Dáil debates

Wednesday, 23 June 2021

National Maternity Hospital: Motion [Private Members]

 

10:12 am

Photo of Holly CairnsHolly Cairns (Cork South West, Social Democrats) | Oireachtas source

The story of maternal healthcare in Ireland is the story of how we have treated women in this country. It is far from a happy story; it is a lot closer to a horror story. Irish maternal healthcare was a place where misogyny reigned, where women were defined solely in terms of their reproductive functions and where they were denied control of themselves, their bodies and their lives. In the early days of the Free State, as the Dáil limited women’s opportunity in public life, we had disgracefully high maternal and infant mortality rates. Maternity services were under-resourced and the Criminal Law (Amendment) Act 1935 made the use of contraception a criminal offence, an actual criminal offence.

A twisted version of Catholic morality and Irish misogyny created the mother and baby homes, a system of Church-run, State-funded institutions in every county which intentionally incarcerated, abused and dehumanised women and girls for being pregnant. It punished rape victims, women with disabilities and women from disadvantaged groups, while the rapists, predators and men of good character washed their hands. This system, administered in many cases by nuns, abused generations of girls and women, and led to the death of thousands of infants and young children. This included the Religious Sisters of Charity who ran Magdalen laundries and residential institutions for children. We are still dealing with the legacy of these abuses as the State rallies to limit survivors' rights, their access to the truth and proper redress.

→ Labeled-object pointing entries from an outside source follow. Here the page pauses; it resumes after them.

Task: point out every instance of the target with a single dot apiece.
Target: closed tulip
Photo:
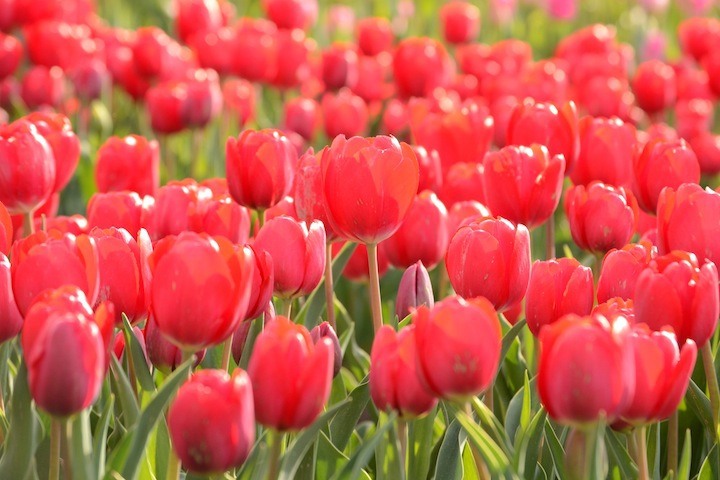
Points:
(129, 163)
(687, 220)
(523, 184)
(394, 382)
(452, 364)
(223, 435)
(298, 253)
(601, 217)
(63, 259)
(260, 167)
(585, 369)
(557, 288)
(291, 375)
(66, 346)
(386, 172)
(490, 257)
(199, 288)
(678, 291)
(662, 164)
(405, 247)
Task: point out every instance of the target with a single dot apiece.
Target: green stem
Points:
(375, 300)
(329, 287)
(712, 385)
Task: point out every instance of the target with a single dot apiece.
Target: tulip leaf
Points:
(311, 310)
(297, 450)
(23, 435)
(449, 456)
(354, 467)
(137, 357)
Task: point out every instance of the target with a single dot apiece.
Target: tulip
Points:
(368, 215)
(394, 383)
(260, 167)
(585, 369)
(523, 184)
(490, 257)
(405, 247)
(414, 290)
(601, 217)
(120, 275)
(452, 364)
(65, 346)
(199, 288)
(662, 374)
(662, 164)
(291, 375)
(546, 124)
(557, 288)
(678, 291)
(62, 259)
(687, 220)
(606, 145)
(222, 437)
(28, 167)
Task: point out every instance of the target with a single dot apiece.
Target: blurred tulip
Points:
(490, 257)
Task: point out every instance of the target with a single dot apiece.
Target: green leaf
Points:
(361, 457)
(23, 436)
(311, 310)
(296, 452)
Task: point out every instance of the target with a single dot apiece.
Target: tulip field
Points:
(355, 240)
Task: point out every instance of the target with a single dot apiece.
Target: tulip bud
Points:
(491, 258)
(324, 330)
(452, 364)
(291, 375)
(557, 288)
(222, 436)
(414, 290)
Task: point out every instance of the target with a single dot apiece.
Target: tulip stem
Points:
(329, 288)
(276, 441)
(712, 384)
(227, 351)
(672, 441)
(641, 459)
(56, 428)
(375, 300)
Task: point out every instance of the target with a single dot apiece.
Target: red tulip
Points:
(291, 375)
(621, 269)
(677, 291)
(662, 164)
(662, 374)
(386, 172)
(452, 364)
(408, 245)
(601, 217)
(606, 147)
(460, 21)
(28, 167)
(223, 435)
(490, 257)
(394, 383)
(199, 288)
(65, 347)
(585, 370)
(557, 288)
(298, 253)
(687, 220)
(523, 184)
(46, 261)
(420, 64)
(546, 124)
(260, 167)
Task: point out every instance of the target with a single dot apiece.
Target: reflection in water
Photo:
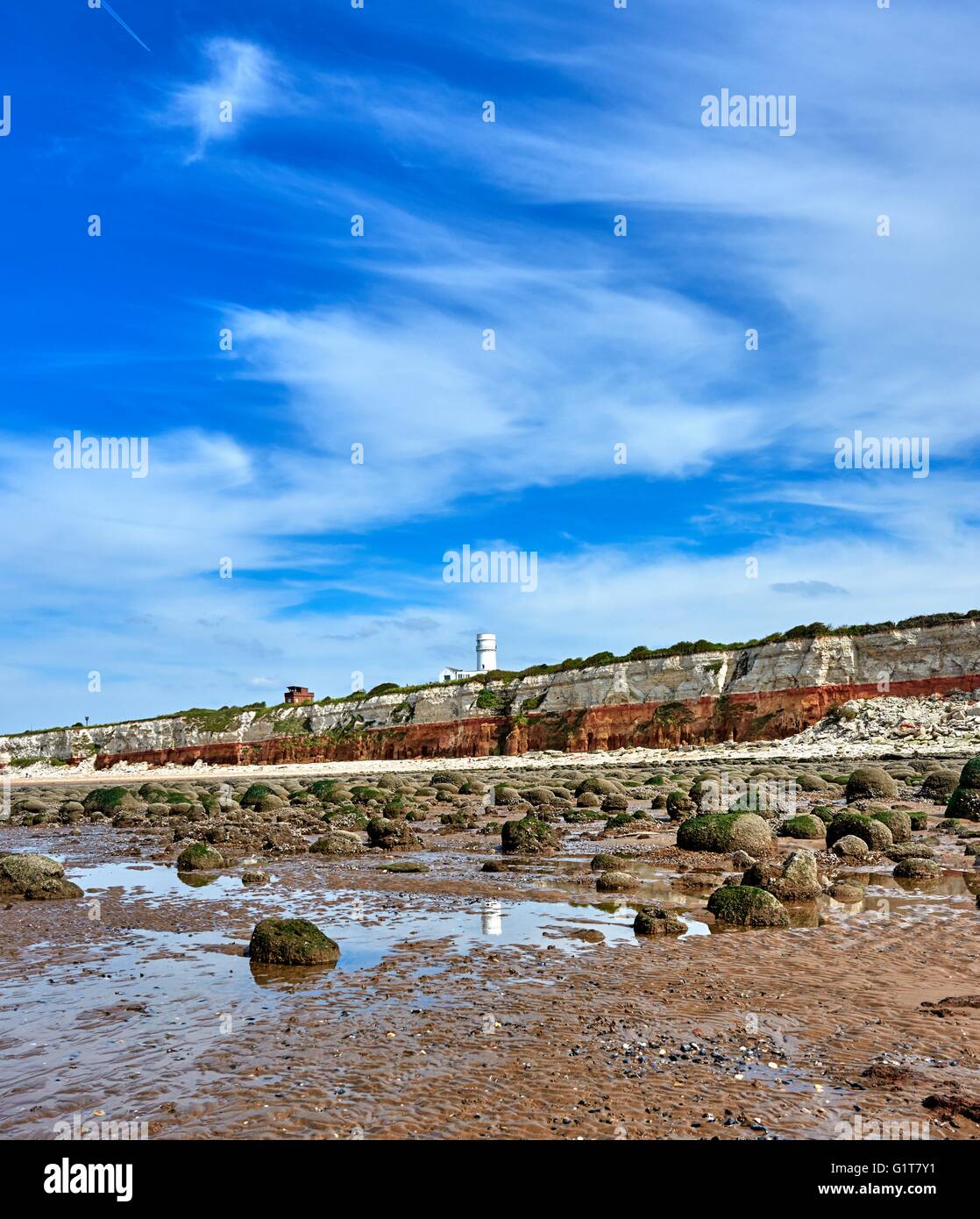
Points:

In the late 1940s, Dr. Noel Browne’s mother and child scheme aimed to reduce high rates of child mortality by modernising healthcare and providing free service for mothers and children. This chance of real progress to save lives and help empower women was strongly opposed by the Catholic Church, the Irish Medical Association and many of Dr. Browne’s colleagues. Pre-empting liberalisation and secularity in Irish society, lay Catholic organisations pushed for the eighth amendment which introduced one of the most oppressive abortion regimes in western countries. For 35 years, it not only restricted bodily autonomy but it caused immeasurable damage and suffering. It was only thanks to the activism and dogged determination of women that it was repealed. Politicians delayed and obstructed, opposing even giving the Irish people a vote until the pressure was too much for them to hold back.

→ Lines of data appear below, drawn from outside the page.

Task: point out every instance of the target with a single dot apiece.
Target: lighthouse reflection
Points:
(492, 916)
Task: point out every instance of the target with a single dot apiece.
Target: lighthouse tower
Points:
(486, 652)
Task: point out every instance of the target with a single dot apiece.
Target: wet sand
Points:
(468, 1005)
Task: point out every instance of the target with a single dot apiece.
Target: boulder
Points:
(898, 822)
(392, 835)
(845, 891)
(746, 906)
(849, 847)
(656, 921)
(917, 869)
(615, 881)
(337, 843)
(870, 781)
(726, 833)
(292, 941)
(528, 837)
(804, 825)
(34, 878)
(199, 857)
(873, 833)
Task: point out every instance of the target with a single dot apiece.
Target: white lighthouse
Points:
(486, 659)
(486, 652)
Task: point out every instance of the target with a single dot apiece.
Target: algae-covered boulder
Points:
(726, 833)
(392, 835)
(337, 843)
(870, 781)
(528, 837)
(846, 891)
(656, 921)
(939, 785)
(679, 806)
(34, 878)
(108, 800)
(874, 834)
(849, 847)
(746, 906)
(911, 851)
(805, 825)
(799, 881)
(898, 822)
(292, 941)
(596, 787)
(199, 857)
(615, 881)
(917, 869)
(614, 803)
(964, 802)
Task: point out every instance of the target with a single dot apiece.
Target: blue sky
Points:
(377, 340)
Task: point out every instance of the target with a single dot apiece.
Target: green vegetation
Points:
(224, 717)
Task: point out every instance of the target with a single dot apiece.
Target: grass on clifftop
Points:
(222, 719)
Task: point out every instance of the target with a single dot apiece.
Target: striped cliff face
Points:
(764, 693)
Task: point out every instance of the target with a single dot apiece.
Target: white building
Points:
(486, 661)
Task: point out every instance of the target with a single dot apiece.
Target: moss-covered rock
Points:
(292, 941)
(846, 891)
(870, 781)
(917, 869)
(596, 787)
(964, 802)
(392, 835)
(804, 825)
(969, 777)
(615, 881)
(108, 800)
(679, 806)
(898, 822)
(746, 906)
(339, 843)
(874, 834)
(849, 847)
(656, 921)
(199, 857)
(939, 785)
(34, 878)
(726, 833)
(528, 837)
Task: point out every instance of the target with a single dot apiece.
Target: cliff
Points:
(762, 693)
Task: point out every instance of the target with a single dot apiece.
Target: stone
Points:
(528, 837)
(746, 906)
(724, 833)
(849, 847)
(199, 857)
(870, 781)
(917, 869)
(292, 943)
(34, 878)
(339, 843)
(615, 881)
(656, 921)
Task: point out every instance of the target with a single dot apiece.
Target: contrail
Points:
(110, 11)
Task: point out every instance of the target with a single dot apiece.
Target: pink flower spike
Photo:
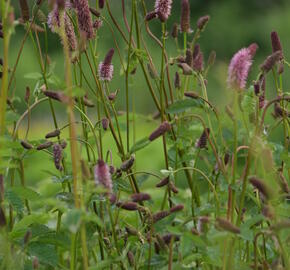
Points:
(102, 175)
(240, 66)
(163, 9)
(106, 69)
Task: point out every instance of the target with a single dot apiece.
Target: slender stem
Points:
(73, 142)
(127, 77)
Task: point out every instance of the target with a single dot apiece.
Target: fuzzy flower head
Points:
(84, 18)
(240, 66)
(102, 175)
(163, 9)
(106, 68)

Despite the historic victory for women’s rights, we know women still have to travel long distances, especially in rural areas, for medical terminations and families are still forced to go to the UK for care when they need terminations for medical reasons. These barriers are even greater for young people, people with disabilities and women from minority groups. We are still living in the remnants of this history. It is not the past, it is the present. Much of our health and educational infrastructure is still controlled by the Roman Catholic Church which has limited people’s access to procedures and even information. This motion is a reminder that this struggle for women’s healthcare continues today. It may not be as acute, but many of the fundamental points remain the same. Do we want a system based on medical science and the informed decision-making of individuals or do we want one that prioritises harmful religious teachings?

Women’s healthcare is still overlooked. Take the Government’s failure to ensure the consistent easing of restrictions in maternity hospitals, Deputy Catherine Connolly’s motion highlighting the need for an implementation plan for the National Maternity Strategy 2016-2026, or the fact that the Irish Nurses and Midwives Organisation, INMO, has consistently highlighted that our midwife-to-birth ratio is much higher than it should be.

Women’s healthcare is still restricted. In religiously-controlled settings, the morning-after pill, IVF, abortion, vasectomies, sterilisation and trans-healthcare are all obstructed. Perfectly standard, normal and necessary healthcare is banned because of religious teachings. These are not practices of the 1930s or the restrictions of extremist regimes, it is the reality in Ireland today. That is unbelievable.

Women’s healthcare needs to be legally guaranteed. Without absolute certainty, we allow for the hard-won rights of individuals to be chipped away or denied. We need the national maternity hospital to be fully owned and run by the State. The situation is complex but the situation has been made complex. The Sisters of Charity wanted full ownership of public hospitals. After public pressure, they have set up a separate company with self-appointed directors who will be bound by a religious ethos. Legally, this separates the nuns from control of the site but in a practical sense, their control will remain and dominate.

The just and decent thing would be for the Religious Sisters of Charity to give the land to the women of Ireland in reparations. However, if the order will not do the moral thing, then the Government must itself ensure public ownership and State governance. For a horrifyingly long time, this country was run on shame and it was a powerful force. Shame was weaponised against women and girls for the so-called crime of getting pregnant and that shame still lingers. Shame and religious control have no place in the future of maternal healthcare in this country. Our new national maternity hospital must be wholly secular: Irish women have fought too hard and too long for anything less.